Hey lovebugs! We made it to Friday, thank goodness. I hope you have a wonderful weekend. Here are some of my favorite recipes this week.
Banana Nut Oatmeal Cookie
c/o Skinny Taste
Ingredients
1 cup all purpose flour
1 tsp baking powder
1/2 tsp baking soda
1/2 tsp salt
1/2 tsp ground cinnamon
2 tbsp unsalted butter, room temperature
1/2 cup sugar
1/2 cup unpacked brown sugar
1 large egg
1/4 cup mashed ripe banana
1/2 tsp vanilla extract
2 cups quick oats
3/4 cup chopped walnuts
Directions
Preheat oven to 350°; line two baking sheets with parchment paper or use a silpat. In a medium bowl, whisk together flour, baking powder, baking soda, salt and cinnamon.
In a large bowl, with a mixer, cream together the butter and the sugars on medium speed. Add the egg, followed by the mashed banana and vanilla extract. Working by hand, stir in the flour mixture and the oats until just combined and no streaks of flour remain; stir in the chopped walnuts.

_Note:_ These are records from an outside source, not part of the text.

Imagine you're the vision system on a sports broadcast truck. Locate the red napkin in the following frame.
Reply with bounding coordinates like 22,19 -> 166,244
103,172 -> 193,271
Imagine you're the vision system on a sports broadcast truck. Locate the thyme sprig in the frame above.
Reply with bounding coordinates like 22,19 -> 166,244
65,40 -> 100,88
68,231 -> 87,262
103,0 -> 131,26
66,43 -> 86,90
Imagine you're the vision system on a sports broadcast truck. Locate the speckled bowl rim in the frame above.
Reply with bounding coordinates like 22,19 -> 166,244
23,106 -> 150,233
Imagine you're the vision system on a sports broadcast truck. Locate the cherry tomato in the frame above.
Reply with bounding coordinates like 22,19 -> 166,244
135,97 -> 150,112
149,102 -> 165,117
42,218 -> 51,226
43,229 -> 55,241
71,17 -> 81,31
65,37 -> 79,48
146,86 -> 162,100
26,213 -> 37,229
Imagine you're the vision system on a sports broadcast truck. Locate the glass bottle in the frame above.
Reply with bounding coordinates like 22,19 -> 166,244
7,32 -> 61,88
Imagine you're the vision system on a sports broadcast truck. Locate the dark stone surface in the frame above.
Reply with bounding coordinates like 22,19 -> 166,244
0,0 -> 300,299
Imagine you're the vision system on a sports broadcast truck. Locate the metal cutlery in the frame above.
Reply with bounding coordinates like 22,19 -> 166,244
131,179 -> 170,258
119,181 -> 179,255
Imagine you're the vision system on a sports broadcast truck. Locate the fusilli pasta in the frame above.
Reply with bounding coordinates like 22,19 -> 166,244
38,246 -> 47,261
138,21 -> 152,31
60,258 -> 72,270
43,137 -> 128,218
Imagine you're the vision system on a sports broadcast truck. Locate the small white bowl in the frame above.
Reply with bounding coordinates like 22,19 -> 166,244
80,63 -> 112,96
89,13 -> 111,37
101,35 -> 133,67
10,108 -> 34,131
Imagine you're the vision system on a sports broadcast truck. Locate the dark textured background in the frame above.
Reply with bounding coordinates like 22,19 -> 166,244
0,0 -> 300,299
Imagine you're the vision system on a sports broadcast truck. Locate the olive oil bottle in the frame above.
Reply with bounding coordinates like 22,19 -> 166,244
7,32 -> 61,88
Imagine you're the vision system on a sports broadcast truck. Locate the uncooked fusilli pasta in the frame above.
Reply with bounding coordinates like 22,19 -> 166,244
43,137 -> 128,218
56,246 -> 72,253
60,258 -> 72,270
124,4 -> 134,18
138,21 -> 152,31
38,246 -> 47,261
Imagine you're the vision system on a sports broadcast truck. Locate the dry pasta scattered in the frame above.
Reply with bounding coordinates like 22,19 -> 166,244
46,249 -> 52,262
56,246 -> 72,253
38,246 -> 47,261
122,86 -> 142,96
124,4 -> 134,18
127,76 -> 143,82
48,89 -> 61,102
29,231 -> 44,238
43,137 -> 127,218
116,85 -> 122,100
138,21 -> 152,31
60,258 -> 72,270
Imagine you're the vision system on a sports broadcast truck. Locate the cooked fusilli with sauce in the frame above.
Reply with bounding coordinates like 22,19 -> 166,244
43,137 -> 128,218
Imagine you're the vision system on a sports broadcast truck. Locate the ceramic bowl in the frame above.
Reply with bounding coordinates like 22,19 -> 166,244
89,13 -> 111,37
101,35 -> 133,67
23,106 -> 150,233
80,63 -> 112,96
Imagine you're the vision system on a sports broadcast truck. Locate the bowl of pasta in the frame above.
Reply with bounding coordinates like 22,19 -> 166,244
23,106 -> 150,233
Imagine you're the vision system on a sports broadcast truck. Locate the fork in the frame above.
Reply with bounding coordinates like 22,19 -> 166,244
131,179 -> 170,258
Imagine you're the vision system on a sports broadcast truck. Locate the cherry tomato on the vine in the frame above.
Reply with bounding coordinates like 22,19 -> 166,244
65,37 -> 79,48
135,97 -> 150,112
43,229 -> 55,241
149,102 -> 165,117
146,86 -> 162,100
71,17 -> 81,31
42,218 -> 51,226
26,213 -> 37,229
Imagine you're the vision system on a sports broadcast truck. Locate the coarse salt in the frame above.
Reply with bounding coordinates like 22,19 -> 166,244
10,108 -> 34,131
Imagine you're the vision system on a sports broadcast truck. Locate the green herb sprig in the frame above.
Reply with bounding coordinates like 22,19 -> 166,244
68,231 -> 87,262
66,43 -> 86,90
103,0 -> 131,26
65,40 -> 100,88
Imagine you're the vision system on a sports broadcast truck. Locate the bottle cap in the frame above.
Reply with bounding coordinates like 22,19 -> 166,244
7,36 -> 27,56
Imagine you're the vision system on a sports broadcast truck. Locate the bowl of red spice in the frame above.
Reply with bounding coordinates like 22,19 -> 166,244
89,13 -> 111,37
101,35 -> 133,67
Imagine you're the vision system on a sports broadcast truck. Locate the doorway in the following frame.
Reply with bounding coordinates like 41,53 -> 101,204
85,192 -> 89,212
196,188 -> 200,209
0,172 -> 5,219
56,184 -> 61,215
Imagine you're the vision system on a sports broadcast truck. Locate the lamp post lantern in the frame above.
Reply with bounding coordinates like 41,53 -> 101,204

Drop heaping tablespoonfuls of the dough onto prepared baking sheets. Bake for about 10-12 minutes, or until cookies become light brown at the edges. Let cool on baking sheet for 3 or 4 minutes, then transfer to a wire rack to cool completely. Store in an airtight container so you don't eat them all in one sitting!
Makes about 30 cookies.
Green Chile Crabcakes
Ingredients
14 ounces of fresh crab meat
1/2 cup red onion
1/2 cup celery
2-3 green chiles, roasted in salt and EVOO
1 1/2-2 cups panko breadcrumbs
2 TBSP cup spicy brown mustard
1/2 cup mayo
1 eggs, beaten
1/2 tsp salt and pepper each
1/2 tsp Old Bay Crab Boil Spice
Juice of 1 lemon
Remoulade Sauce:
1 tablespoon chopped fresh parsley leaves
2 TBSP green onions
2 TBSP sweet pickles
1 tsp horseradish sauce
Dash of garlic powder
3/4 cup mayo
1 1/2 tsp dijon mustard
1/8 tsp adobe sauce
1/8 tsp pepper
1/2 tsp smoked paprika
Directions
Combine vegetables, chiles crab meat,
and panko. Add the remaining ingredients and lightly toss together being
careful not to break up the crab. If you are making large cakes, you
can pan fry them in vegetable oil for 3-4 minutes on each side over
medium heat or you can bake smaller cakes at 400 for 8-10 minutes.
Stir together ingredients for remoulade and serve alongside the crab cakes.
Jap Chae
c/o Stephanie Cooks
Ingredients
½ lb chicken, cut into thin strips
3 tablespoons soy sauce, divided
1/2 tsp ground ginger
1 tablespoon chili-garlic sauce
1 clove garlic, minced
3 carrots, shredded
1 zucchini, slivered
½ onion, cut into slivers
6 ounces mushrooms, stems removed and caps thinly sliced
3 tablespoons vegetable oil
4 tablespoons soy sauce
3 tablespoons sugar
1 teaspoon chili-garlic sauce
Sesame oil
Sesame seeds
Directions
1- Prepare pasta according to packaging directions and set aside.
2- Combine meat, 3 tablespoons of soy sauce, ginger, and chili-garlic sauce in a bowl, toss the meat to evenly coat. Let marinate while you prep all the vegetables.
3-
Heat 2 tablespoons oil in a skillet or wok over medium-high heat. Add
the marinating meat. Cook until meat is done, about 5 minutes. Remove to
a plate. Heat remaining tablespoon of oil in the pan. Add carrots,
zucchini, red onion, shitake mushrooms, and green onions. Sauté for a
few minutes, stirring constantly. Remove from pan and add to plate with
meat.
4-
Place 4 tablespoons of soy sauce, sugar, and chili-garlic sauce to pan.
Stir to combine. Add noodles to pan. Stir to coat and heat through.
Return meat and vegetables to pan, and toss to combine. Drizzle sesame
oil over the contents of the pan. Sprinkle with sesame seeds. Serve.
yum, yum, yum~ I want to try all 3!!